This story starts with a great moment in literary autobiography – well, fine, let’s go ahead and say it has a claim to being one of the great moments in the history of literature. I have a personal story of my own to throw in at the end. But the story begins here, in the famous passage in which Ford Madox Ford recounts his discovery of a then-unknown writer:
In the year when my eyes first fell on words written by Norman Douglas, G. H. Tomlinson, Wyndham Lewis, Ezra Pound, and others . . . — upon a day I received a letter from a young schoolteacher in Nottingham. I can still see the handwriting—as if drawn with sepia rather than written in ink, on grey-blue notepaper. It said that the writer knew a young man who wrote, as she thought, admirably but was too shy to send his work to editors. Would I care to see some of his writing?
In that way I came to read the first words of a new author:
“The small locomotive engine, Number 4, came clanking, stumbling down from Selston with seven full waggons. It appeared round the corner with loud threats of speed but the colt that it startled from among the gorse which still flickered indistinctly in the raw afternoon, outdistanced it in a canter. A woman walking up the railway line to Underwood, held her basket aside and watched the footplate of the engine advancing.”

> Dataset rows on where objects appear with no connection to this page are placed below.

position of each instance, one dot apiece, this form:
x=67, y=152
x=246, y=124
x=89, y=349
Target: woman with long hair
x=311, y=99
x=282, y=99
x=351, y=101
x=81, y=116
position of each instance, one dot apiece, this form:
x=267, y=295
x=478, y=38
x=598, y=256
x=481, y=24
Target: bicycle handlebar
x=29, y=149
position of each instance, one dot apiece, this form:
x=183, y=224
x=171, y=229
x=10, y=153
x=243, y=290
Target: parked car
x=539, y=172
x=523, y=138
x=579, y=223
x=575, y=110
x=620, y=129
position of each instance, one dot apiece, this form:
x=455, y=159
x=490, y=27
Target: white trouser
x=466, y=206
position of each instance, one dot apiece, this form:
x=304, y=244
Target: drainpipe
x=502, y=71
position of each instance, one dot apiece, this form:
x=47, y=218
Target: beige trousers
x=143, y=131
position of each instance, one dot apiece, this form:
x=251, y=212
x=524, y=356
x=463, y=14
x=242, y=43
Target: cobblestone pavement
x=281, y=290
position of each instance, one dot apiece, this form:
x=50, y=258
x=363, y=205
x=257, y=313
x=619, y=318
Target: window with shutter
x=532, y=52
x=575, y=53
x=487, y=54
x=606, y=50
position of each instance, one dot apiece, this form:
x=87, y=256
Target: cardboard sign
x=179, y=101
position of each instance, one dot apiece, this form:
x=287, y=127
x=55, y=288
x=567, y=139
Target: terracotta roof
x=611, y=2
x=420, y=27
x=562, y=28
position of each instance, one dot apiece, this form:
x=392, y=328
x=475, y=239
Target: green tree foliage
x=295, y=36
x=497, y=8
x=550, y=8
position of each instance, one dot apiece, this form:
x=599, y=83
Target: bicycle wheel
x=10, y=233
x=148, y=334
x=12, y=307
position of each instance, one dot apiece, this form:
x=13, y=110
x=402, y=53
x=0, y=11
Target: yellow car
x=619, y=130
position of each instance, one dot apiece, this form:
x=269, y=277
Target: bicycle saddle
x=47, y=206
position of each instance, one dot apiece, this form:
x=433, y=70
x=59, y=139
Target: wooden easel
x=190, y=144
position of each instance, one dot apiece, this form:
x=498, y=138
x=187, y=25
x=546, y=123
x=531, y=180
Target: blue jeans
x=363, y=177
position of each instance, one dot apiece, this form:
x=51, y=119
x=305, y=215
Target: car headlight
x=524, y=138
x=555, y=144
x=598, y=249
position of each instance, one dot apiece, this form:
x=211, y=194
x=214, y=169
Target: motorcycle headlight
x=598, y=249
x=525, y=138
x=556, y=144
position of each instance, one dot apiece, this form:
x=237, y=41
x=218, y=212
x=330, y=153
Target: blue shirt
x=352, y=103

I was reading in the twilight in the long eighteenth-century room that was at once the office of the English Review and my drawing-room. My eyes were tired; I had been reading all day so I did not go any further with the story…. I laid it in the basket for accepted manuscripts. My secretary looked up and said: ‘You’ve got another genius?’ I answered: ‘It’s a big one this time,’ and went upstairs to dress. (Ford Madox Ford, Portraits from Life (Boston, 1937), 70-71.)
Years ago I was taking a course co-taught by two professors, one charming and voluble, the other quiet and wise. The charming professor read the passage without revealing the ending. “Can anyone guess who Ford Madox Ford was describing?” he asked.